Отсутствовал ее вечный вопрос, должна ли она оставить моего отца. Вопрос куда-то ушел, и моя мать вдруг осознала, что он больше никогда не вернется, потому что в момент внезапного пробуждения она оставила отца.
Она откинулась назад, упала на подушки и посмотрела на голую темную лампочку, висящую над кроватью Альберто.
Можно было годами жить в дурной компании одного вопроса, можно было извести себя им, а он потом исчезает в одно движение, в единственный момент пробуждения, когда ты приходишь в себя и вскакиваешь. Моя мать покинула моего отца, а то, что он покинул ее еще раньше, вообще не имело отношения к делу. У моей матери был сдвиг по времени, поэтому она покинула его — с ее точки зрения — первой.
И разумеется, мой отец заметил это. Он заметил это далеко в Сибири, и в ту же секунду, когда моя мать воспрянула из сна, он позвонил ей из телефона-автомата, но не дозвонился, потому что ее не было дома; она сидела в кровати Альберто и покинула его. Поэтому мой отец в сибирском телефоне-автомате держал в руке только бесконечные длинные гудки, и Сельма — внизу в своей квартире — заткнула ухо подушкой, потому что звонки шли прямо над ней и всё звонили, звонили и звонили.

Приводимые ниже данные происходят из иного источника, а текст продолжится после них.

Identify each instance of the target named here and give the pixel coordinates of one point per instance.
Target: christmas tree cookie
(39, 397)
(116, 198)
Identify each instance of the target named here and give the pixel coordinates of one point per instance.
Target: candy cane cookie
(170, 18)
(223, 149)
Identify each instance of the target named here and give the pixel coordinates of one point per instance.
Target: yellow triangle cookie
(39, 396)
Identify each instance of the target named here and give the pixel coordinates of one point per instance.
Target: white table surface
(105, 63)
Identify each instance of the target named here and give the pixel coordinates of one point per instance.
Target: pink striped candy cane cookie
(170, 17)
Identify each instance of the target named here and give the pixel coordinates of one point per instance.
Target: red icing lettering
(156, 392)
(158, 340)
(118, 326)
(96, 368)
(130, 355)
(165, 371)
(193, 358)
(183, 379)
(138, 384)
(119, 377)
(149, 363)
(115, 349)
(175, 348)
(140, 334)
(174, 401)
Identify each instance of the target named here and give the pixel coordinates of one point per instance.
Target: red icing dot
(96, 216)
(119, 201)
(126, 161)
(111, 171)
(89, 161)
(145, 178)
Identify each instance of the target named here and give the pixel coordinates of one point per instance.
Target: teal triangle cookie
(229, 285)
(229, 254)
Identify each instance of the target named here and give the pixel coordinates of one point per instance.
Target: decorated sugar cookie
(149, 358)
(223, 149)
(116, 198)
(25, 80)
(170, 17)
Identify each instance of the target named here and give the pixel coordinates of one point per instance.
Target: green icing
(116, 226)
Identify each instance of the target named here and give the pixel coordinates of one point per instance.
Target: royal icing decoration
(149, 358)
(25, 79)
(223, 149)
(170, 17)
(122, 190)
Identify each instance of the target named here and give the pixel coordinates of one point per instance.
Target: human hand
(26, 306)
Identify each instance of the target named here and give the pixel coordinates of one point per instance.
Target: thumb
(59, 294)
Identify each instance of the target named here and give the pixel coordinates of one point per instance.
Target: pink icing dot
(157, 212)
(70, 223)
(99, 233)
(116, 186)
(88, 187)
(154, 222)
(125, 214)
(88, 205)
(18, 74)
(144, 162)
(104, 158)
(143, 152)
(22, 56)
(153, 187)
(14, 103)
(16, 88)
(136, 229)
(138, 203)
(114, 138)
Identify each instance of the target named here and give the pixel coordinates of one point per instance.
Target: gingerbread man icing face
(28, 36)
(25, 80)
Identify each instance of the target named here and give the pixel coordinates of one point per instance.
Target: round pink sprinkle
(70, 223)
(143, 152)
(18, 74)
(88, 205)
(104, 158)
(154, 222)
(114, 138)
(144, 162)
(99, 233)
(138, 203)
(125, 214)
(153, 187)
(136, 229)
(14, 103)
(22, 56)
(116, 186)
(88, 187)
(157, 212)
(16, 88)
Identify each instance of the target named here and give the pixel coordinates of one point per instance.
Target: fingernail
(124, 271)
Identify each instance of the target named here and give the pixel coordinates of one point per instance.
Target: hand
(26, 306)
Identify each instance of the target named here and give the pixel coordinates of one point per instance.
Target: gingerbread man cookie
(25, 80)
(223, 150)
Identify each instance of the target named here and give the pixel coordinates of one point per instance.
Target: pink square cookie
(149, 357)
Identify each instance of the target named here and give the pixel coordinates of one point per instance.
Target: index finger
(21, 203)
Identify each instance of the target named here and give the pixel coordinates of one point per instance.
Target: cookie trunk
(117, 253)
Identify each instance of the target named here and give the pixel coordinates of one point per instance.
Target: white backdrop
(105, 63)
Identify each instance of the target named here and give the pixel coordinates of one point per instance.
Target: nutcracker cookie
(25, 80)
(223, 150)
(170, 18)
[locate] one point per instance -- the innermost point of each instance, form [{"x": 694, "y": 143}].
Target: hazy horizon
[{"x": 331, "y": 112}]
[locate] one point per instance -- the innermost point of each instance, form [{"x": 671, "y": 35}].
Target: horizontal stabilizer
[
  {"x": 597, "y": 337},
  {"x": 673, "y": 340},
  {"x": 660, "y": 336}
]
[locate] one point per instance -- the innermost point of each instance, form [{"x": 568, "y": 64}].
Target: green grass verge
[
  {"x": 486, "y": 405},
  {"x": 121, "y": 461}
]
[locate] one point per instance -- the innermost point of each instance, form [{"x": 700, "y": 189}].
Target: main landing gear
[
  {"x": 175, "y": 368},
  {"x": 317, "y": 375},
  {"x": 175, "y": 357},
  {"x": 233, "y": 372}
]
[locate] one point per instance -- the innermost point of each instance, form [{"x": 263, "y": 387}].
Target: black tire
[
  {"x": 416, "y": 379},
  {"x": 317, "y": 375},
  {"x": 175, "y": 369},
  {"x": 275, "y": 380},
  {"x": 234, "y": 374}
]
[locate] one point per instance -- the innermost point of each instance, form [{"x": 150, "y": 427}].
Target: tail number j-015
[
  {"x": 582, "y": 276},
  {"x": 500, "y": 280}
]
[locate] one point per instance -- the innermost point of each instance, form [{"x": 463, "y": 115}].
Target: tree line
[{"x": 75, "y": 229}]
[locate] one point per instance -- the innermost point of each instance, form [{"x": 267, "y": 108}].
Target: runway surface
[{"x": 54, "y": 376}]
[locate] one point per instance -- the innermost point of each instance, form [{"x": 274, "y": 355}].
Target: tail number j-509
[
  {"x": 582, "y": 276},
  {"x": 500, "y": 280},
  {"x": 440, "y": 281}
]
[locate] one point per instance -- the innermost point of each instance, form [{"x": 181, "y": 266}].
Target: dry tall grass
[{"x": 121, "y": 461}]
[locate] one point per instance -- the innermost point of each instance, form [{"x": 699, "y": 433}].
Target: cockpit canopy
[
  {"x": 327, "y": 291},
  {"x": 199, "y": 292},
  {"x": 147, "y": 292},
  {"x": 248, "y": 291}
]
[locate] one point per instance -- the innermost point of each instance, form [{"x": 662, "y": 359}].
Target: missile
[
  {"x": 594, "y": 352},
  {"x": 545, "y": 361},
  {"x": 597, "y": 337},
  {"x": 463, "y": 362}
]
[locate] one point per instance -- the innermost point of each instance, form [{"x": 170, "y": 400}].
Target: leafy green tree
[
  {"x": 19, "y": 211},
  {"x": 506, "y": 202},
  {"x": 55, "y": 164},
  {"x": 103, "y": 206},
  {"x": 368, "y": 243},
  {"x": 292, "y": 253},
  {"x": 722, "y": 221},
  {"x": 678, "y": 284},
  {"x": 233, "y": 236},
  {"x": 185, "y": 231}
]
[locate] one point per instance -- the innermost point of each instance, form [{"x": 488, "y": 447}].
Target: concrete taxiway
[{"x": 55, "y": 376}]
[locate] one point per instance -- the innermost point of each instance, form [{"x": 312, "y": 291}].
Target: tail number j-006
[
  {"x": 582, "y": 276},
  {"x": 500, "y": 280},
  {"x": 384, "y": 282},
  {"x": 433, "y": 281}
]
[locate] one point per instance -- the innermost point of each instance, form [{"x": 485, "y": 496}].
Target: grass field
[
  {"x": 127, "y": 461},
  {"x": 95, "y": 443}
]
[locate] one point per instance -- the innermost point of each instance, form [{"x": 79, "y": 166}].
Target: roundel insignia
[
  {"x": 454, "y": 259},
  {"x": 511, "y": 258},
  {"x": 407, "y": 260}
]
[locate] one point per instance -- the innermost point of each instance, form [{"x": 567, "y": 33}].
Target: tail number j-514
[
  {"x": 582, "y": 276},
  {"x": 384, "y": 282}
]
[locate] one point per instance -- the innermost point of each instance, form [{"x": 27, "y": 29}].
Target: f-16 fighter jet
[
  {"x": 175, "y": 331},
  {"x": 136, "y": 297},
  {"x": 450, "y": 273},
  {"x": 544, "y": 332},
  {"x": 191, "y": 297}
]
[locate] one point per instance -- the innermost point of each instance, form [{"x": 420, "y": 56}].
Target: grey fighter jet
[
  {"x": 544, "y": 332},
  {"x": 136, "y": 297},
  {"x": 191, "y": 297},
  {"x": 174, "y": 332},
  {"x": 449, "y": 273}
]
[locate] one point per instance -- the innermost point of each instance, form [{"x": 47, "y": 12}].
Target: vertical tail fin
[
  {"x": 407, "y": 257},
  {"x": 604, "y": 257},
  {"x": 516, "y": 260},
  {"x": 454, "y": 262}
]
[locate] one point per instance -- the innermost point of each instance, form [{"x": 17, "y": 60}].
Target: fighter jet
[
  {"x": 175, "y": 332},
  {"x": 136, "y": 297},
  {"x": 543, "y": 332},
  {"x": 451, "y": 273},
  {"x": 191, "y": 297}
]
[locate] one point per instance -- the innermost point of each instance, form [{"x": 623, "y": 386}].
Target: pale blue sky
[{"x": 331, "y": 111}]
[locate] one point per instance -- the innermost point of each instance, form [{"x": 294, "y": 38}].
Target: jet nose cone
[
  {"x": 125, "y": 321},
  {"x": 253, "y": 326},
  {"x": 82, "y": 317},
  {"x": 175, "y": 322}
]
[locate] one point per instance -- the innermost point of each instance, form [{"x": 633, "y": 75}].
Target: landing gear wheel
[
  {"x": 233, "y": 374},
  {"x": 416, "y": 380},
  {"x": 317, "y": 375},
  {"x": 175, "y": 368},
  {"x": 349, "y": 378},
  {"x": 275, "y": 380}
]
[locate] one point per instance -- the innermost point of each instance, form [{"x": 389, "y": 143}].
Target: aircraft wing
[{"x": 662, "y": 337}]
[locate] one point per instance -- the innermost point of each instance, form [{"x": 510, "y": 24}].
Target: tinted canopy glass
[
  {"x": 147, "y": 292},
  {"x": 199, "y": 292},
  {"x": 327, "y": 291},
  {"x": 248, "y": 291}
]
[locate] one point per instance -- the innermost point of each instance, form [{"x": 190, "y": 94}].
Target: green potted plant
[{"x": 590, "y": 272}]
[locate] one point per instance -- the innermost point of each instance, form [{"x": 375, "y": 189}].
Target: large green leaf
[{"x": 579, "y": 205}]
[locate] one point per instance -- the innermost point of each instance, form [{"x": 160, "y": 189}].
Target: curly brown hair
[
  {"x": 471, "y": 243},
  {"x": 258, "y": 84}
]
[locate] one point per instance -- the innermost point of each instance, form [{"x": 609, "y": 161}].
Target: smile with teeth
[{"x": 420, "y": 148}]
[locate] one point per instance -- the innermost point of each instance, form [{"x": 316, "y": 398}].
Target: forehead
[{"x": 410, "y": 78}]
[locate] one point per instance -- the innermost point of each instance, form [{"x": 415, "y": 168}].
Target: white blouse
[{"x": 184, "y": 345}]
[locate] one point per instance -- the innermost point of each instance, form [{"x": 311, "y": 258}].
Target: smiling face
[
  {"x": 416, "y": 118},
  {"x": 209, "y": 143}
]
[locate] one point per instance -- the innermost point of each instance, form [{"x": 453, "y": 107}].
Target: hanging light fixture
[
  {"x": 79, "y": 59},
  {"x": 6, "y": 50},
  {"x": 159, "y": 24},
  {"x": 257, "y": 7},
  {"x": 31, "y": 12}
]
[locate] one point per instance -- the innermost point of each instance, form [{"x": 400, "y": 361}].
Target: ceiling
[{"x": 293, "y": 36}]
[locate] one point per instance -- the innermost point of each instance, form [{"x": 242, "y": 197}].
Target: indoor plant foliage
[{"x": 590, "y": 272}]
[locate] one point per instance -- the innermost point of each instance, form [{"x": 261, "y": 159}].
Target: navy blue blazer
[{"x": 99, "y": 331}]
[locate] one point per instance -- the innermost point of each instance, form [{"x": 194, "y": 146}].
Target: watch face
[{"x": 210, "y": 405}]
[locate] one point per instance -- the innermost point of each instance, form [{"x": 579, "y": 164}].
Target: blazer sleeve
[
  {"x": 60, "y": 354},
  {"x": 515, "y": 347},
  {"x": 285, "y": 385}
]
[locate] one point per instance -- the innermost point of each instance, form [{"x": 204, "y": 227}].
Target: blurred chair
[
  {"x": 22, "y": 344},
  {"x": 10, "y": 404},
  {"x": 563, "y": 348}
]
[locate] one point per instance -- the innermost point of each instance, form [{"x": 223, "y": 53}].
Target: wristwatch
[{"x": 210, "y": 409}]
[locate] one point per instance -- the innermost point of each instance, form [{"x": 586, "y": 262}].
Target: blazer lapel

После того, как моя мать вскочила, она уже не могла заснуть. Она оделась, прошла мимо Альберто, не попрощавшись, и вышла из кафе-мороженого в тишину деревни. Она рассматривала закрытые лица домов, которые уже десятилетия знала наизусть и которые только теперь впервые стали ей близки. Пока она шла по улицам, постепенно разворачивалось все то пространство, которое она выиграла от исчезновения вопроса.
Кончики пальцев матери, которые всегда были холодными, сколько она себя помнила, вдруг согрелись. Она не была натренирована в ходьбе на расстояния, но зато была хорошо натренирована в расставании.